Teenage DS decided to get off the xbox, so be careful what you wish for, and go out for a walk through muddy fields in new trainers. Considerately, he comes home, opens the porch door (letting all the heat out) and proceeds to sit down on the doorstep and clean the mud of his prized new trainers that he got for Christmas (leaving the doorstep in a state of horror.
Upon realising that said prized trainers were still muddy he disappeared upstairs, unknown to the amateur Sherlock that is DD who somebody failed to notice this transgession when she can normally notice a single hair out of place, especially if she can blame DS. He then proceeded to the bathroom and installed a Jackson Pollock style mud installation on the bath, walls, sink and floor but the prized trainers are now spotless.
DD is still, remarkably oblivious, bribery is suspected. Either that or she has done something which she wants DS to keep quiet about. I am suspicious.
Meanwhile DS has discovered that the pop up plug in the sink now won't pop up. He investigates this and it still won't pop up so he decides to push it down further to see if it will pop up. Now it he discovers that it is even more stuck.
Distraught, he tries everything he can, somehow managing to sneak into the kitchen and retrieve a BBQ skewer and a new kitchen knife. It's no good the plug is still stuck and his sister is now at the bathroom door demanding to know what is going on because she has to wash her hair and she has to wash it NOW. Realising that there is no hope now DD's detective senses are on the case, DS reluctantly calls 'Mum, come here'. 'Mum, there's a problem' You don't say.
Abandoning my cup of tea, in much the same way that DS probably abandoned all hope.
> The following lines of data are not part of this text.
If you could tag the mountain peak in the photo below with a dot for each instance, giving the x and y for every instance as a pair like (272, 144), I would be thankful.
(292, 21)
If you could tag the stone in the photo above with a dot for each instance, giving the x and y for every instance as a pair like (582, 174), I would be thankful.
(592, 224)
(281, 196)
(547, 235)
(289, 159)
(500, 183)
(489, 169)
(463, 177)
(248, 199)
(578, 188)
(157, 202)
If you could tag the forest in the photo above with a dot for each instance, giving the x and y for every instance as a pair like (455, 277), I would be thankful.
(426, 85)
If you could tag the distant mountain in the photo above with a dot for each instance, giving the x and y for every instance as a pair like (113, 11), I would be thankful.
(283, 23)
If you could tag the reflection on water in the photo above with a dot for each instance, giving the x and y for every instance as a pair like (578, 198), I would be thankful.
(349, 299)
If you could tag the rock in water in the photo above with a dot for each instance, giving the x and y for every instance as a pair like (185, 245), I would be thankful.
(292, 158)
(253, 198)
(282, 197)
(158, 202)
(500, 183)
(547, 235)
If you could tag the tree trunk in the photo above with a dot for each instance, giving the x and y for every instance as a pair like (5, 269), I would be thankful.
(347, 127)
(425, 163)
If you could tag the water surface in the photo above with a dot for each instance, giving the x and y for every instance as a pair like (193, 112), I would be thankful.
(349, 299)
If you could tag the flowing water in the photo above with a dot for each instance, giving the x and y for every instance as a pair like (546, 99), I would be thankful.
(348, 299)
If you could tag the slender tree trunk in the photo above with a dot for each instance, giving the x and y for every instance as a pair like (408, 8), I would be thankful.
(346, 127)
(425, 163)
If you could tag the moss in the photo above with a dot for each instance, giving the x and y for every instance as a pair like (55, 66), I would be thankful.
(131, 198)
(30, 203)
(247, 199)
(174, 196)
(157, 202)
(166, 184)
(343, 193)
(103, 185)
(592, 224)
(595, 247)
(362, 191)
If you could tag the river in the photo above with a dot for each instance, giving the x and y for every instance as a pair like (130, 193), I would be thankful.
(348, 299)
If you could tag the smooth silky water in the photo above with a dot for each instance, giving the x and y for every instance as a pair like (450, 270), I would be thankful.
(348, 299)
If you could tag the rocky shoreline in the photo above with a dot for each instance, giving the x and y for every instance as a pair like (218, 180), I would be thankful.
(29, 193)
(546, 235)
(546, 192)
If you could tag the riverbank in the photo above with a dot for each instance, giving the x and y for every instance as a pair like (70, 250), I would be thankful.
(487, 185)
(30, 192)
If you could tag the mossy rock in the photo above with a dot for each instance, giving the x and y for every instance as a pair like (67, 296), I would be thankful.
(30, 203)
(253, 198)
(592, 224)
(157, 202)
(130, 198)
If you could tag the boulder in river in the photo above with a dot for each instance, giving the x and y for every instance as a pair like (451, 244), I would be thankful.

I go upstairs reluctantly and 'admire' the new Jackson Pollock style art installation. DD shares my horror. DS says he doesn't know how it happened, DD decides to enlighten him using words that I will not repeat. Still, it saved me a job.
And now the problem. At this point Piglet John will hopefully don his superhero cape and swoop to the rescue but any advice will be appreciated. How the f* do I get the plug out?